On parle des jeunes, mais les anciens ont fait parler d’eux.
"Van Avermaet a bien commencé, il est très calme, il est confiant. Je pense que cette année, il va gagner le Tour des Flandres, il marche bien, il est relax et ne vise que le Ronde. C’est plus dur de se focaliser sur une course, mais c’est son statut. S’il gagne dix courses avant, mais perd les deux grandes classiques, on oubliera ses succès. La même chose pour Gilbert, il vient de gagner en France, c’est bon pour le moral, mais qui s’en souviendra si les résultats ne suivent pas au printemps. Philippe a un palmarès long comme le bras, mais il peut encore gagner un monument. Milan-Sanremo, je n’y crois plus beaucoup. Il aura plus de chance à Paris-Roubaix qu’en Italie. À ses débuts, il avait du jump, de l’explosivité, maintenant, il a un énorme moteur et c’est ce dont vous avez besoin pour gagner à Roubaix où ce sont rarement des jeunes qui triomphent."
Il aura 37 ans en juillet…
"C’est un très grand champion, qui a encore la passion, c’est primordial à un certain âge.
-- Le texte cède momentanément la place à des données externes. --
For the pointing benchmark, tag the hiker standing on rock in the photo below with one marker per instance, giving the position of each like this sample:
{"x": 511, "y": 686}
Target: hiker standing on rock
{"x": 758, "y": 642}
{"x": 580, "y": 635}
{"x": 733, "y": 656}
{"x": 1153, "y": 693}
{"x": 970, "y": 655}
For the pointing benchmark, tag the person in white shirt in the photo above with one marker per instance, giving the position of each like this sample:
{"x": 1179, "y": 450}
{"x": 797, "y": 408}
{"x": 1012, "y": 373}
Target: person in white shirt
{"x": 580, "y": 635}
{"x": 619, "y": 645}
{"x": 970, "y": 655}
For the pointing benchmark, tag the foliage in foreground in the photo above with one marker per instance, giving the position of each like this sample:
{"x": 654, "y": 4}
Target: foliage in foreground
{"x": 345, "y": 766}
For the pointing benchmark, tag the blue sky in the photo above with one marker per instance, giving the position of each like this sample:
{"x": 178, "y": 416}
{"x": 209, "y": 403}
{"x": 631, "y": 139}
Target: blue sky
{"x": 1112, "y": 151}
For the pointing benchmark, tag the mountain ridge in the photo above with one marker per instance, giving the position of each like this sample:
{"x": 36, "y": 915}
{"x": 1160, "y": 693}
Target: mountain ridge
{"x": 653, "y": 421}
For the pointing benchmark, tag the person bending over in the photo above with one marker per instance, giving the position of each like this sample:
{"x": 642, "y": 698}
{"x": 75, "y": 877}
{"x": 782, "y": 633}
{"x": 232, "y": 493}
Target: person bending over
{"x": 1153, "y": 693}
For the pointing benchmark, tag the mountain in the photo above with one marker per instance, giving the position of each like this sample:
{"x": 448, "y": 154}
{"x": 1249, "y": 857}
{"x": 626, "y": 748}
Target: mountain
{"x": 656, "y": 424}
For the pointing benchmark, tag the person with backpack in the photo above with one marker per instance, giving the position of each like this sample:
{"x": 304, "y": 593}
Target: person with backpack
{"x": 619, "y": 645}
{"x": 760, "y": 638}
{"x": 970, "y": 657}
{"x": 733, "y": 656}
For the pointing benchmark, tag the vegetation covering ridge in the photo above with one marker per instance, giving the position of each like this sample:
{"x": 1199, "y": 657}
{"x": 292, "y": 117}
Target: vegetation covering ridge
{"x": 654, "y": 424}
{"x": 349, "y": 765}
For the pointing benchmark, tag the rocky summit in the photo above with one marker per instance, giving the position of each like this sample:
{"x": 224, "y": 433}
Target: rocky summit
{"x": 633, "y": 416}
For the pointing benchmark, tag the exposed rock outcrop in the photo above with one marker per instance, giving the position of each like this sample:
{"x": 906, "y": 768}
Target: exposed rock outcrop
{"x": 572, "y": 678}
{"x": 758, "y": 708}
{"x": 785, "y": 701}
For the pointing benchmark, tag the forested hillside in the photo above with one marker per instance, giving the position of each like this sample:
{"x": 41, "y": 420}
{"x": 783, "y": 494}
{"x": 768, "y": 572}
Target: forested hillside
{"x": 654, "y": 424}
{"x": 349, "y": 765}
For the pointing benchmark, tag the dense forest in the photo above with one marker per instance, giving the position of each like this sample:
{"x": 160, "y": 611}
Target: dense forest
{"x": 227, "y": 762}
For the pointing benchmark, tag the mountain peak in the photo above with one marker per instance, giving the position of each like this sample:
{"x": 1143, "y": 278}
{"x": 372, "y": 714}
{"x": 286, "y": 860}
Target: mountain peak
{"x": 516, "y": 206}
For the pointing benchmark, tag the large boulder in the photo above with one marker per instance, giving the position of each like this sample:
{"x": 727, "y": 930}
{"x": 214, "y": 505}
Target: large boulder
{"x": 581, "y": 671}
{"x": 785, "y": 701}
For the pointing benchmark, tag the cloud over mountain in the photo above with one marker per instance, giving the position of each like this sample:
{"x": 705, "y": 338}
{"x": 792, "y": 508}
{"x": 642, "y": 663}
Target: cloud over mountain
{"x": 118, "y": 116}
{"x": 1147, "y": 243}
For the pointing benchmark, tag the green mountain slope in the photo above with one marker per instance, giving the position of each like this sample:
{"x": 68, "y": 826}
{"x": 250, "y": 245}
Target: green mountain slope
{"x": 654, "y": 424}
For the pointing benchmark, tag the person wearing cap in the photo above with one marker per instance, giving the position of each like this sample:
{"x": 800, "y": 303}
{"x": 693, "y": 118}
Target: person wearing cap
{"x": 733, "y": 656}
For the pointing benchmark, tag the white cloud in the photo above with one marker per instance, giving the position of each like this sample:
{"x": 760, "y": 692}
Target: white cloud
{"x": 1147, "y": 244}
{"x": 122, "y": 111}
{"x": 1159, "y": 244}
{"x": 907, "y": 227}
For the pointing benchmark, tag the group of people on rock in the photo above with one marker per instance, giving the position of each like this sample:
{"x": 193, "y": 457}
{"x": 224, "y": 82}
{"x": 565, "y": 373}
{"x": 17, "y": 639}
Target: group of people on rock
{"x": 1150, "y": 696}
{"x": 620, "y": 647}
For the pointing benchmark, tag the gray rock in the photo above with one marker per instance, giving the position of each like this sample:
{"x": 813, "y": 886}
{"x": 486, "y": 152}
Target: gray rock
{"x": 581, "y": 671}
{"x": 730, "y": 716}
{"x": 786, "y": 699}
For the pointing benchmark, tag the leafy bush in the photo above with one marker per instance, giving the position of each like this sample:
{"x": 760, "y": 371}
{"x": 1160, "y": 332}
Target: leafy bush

Il aime encore rouler, s’entraîner, faire la course, gagner… Il fait le métier. Il s’est bien acclimaté chez Quick Step. Ça aurait été plus dur de l’intégrer au groupe quand Boonen était là. J’ai souvent parlé de lui avec Patrick (Lefevere) et Wilfried (Peeters), Gilbert est le capitaine de l’équipe. Il est super intelligent pendant la course, il est à la manœuvre, c’est bien pour les jeunes, il les conseille. Mais il pense encore à ses chances. Prenez le National, il s’est fait brûler l’herbe sous le pied par Lampaert… Philippe sera là au Nieuwsblad, mais mon pronostic, c’est Van Avermaet, Stuyven, Vanmarcke… Ou dans un autre ordre."